The rules might be stated that way. It doesn't mean that's the most
appropriate way to understand arrays. There are also declaration rules,
e.g., that the * in a pointer declaration is bound more closely to the
identifier than to the type. But that doesn't stop people, including the
designer of C++, writing char* p instead of char *p, in defiance of the
rules. I'm sure that at least some such people know the rules, but they
still prefer to think of them differently in that special case. Now, where
these people have chosen to make a special case out of a general rule, I've
chosen to make a general case out of arrays wherever the rules allow it,
regardless of the form in which the rules are expressed.
There is a simple trick to learn and understand the rules of arrays in C and
C++. It goes like this: learn and understand the rules of arrays in C and
C++. Of course you can choose a separate route and not learn them, but then
you will not know them.
Well, I don't know. I've been using arrays and pointers for a long time and
the way I think of them hasn't got me into trouble yet. I don't remember
ever being confused as to whether a reference to an array would be treated
as an array or a pointer.
If you list the exceptions and you miss one, the statement "An array
is treated as a pointer except..." becomes a false statement.
It is _always_ a false statement. And array is *never* treated as a
pointer. The *name* of the array *variable* can behave as or decay
into a pointer.
What about here?
void f(char *p)
{
}
void g()
{
char c[10];
char (*pc)[10] = &c;
f(*pc);
}
Isn't *pc an unnamed array?
Yes. But you are still referring to an array in an expression.
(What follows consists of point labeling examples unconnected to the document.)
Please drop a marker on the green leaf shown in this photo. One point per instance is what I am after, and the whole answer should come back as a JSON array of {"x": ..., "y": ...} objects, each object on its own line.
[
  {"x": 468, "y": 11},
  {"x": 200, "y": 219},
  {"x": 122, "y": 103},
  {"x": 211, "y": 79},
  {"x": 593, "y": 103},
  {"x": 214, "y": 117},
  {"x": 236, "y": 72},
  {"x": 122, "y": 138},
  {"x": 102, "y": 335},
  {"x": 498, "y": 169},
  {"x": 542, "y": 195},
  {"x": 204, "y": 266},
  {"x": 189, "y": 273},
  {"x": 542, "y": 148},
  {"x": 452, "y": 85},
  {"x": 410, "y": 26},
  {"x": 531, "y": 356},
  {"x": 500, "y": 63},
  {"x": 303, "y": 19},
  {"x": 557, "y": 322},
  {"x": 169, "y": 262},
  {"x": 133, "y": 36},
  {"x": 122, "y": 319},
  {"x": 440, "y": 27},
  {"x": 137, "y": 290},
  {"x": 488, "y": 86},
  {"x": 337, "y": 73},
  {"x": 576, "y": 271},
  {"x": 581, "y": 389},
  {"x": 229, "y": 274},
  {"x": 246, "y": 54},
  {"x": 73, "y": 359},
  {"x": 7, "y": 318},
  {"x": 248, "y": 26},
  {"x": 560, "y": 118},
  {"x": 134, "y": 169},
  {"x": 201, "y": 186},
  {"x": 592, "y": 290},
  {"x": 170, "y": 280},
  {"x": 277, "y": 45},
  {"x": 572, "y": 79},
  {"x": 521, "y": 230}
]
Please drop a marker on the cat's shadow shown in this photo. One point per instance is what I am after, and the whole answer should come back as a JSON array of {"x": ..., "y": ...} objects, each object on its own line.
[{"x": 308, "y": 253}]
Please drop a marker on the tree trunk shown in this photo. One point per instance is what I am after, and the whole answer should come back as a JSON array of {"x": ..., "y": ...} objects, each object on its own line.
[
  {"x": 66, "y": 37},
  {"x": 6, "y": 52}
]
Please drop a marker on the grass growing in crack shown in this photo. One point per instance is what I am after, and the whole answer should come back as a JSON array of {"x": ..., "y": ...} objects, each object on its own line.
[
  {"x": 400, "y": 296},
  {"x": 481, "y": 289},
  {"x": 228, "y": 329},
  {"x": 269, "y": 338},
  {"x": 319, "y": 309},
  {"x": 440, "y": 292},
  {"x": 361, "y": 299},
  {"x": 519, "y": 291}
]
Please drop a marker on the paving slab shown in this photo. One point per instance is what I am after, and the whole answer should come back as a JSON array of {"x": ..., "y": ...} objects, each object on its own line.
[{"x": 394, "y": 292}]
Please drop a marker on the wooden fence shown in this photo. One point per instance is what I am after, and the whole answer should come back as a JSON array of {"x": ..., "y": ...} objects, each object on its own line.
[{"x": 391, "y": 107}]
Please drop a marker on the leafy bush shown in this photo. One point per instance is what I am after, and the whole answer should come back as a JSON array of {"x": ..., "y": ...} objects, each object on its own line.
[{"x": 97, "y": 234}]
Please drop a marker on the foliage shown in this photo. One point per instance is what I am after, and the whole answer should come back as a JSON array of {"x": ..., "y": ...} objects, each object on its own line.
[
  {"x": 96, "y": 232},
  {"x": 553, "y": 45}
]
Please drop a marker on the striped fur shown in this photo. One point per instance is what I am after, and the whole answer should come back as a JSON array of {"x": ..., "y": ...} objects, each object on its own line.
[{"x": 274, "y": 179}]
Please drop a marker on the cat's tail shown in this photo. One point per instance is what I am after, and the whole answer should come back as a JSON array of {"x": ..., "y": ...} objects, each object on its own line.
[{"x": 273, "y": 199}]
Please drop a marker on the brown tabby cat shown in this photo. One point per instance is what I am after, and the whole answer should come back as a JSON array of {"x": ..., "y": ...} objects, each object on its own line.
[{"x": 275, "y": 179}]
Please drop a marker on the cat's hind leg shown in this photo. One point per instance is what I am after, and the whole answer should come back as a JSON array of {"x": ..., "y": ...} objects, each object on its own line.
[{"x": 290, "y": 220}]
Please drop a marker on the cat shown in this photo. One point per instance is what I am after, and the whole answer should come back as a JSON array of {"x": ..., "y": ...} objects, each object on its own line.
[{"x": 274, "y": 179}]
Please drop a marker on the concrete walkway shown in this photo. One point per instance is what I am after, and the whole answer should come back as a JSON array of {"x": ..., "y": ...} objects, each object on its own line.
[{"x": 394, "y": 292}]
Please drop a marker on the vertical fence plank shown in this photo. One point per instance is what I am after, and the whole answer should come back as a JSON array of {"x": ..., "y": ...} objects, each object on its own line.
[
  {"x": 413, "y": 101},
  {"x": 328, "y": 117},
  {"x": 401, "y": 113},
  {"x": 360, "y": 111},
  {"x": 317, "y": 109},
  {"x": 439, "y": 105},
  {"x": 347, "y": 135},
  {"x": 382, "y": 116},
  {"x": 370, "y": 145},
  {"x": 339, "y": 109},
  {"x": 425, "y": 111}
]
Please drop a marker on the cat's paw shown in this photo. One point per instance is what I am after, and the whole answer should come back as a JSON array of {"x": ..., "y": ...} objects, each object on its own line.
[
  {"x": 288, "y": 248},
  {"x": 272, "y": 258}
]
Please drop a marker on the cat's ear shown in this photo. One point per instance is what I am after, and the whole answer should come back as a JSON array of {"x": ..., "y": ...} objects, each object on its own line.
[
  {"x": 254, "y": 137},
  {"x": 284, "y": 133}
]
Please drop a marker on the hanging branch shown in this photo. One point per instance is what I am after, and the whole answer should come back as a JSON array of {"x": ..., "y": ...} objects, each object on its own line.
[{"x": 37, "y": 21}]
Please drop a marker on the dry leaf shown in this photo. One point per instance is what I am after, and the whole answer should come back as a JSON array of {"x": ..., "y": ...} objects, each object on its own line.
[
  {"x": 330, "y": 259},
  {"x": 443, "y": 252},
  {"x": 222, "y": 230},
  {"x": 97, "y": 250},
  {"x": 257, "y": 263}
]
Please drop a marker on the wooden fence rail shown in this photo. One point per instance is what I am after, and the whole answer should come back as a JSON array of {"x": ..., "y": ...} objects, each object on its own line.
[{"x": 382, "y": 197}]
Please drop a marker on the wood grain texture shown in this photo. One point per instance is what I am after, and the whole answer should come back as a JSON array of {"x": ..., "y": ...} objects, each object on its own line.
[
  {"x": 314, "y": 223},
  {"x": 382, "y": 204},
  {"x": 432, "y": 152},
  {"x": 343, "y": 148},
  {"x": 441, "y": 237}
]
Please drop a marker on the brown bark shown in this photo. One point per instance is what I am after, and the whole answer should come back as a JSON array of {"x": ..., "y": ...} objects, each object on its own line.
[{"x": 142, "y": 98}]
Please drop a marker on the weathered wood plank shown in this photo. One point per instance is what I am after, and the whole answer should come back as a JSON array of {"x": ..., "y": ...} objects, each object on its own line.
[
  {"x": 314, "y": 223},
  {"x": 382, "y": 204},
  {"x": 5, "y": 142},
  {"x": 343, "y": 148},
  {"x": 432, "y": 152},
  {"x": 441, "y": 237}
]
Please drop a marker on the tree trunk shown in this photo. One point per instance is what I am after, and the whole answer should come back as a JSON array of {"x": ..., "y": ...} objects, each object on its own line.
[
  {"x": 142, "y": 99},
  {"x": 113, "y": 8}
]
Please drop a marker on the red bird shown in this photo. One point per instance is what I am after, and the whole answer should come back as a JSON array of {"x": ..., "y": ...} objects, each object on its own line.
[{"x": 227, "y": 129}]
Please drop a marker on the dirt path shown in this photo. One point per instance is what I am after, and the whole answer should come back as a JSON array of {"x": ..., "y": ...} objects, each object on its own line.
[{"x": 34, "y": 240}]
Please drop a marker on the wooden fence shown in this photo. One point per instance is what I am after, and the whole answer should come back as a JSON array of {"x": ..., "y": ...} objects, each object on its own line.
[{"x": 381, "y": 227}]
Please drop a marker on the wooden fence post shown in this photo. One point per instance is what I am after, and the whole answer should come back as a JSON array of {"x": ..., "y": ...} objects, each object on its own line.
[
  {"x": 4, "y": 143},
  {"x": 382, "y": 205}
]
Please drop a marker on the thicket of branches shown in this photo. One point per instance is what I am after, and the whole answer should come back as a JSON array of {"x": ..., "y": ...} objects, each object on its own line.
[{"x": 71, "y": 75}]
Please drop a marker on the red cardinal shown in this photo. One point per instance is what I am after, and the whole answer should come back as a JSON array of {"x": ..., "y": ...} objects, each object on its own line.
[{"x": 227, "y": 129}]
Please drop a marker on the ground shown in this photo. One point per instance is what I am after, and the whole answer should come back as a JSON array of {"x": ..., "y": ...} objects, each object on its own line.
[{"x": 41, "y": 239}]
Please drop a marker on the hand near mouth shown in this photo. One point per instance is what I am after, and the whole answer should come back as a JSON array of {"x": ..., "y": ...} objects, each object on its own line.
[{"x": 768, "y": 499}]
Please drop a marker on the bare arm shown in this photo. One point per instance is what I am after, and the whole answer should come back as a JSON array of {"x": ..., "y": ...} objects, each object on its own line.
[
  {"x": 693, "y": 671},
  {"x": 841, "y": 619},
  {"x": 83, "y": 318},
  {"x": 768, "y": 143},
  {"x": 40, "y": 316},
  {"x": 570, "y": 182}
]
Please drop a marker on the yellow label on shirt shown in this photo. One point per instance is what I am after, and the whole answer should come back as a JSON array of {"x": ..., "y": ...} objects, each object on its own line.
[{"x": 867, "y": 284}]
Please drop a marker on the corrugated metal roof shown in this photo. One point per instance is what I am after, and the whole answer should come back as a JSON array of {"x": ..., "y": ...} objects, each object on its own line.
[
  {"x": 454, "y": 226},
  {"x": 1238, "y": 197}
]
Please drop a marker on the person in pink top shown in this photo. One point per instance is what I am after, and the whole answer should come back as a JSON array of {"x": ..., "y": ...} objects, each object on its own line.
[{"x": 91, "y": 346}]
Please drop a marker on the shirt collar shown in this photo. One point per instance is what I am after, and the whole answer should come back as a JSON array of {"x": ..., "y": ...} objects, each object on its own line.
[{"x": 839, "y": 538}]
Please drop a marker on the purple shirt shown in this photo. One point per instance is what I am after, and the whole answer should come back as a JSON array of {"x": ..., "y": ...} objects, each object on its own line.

That was the whole idea - to demonstrate that the result is the same whether
you refer to an array by name or not.
reference takes the form of *pc or "My char array" it does not matter. It
is not the array which changes its type: only the way you refer to it
changes.
Yes, I know. I said as much in my very first post:
"If you use 'c' where a char * is expected, the compiler will create the
char * by taking the address of the first char in the array. But 'c' itself
is an array, not a pointer, so it is a different type from 'a' and 'b'."
I am not exactly sure if it is right to call that an unnamed array. An
unnamed array should be an array temporary, and AFAIK those do not exist,
since you are unable to return arrays from functions. The closest thing I
can imagine is that character literal above.
The argument *pc either is an array name or it isn't. I suggest that it
isn't. Are you saying that the term 'array name', or equivalent, as you've
used it under this topic so far, was intended to embrace expressions that
evaluate to arrays as well as actual names of arrays? Is this how the
standard defines an array's name?
Not really. Not the array. The reference to it.
I am aware that an object cannot spontaneously change its type. See the
first-post quote above for the intended meaning.
Good. Now the next step is to do it also the other way around.
OK. Forget. The *array* is *not* used either. Plain and simple. You use
a struct/class. The array type is used by the copy constructor or the
assignment operator of that class type. Very different situation.
Yes, different situation. Nevertheless, it is one circumstance in which an
array is not treated like a pointer. I'm not sure why this shouldn't counted
among the cases in which an array is not treated like a pointer.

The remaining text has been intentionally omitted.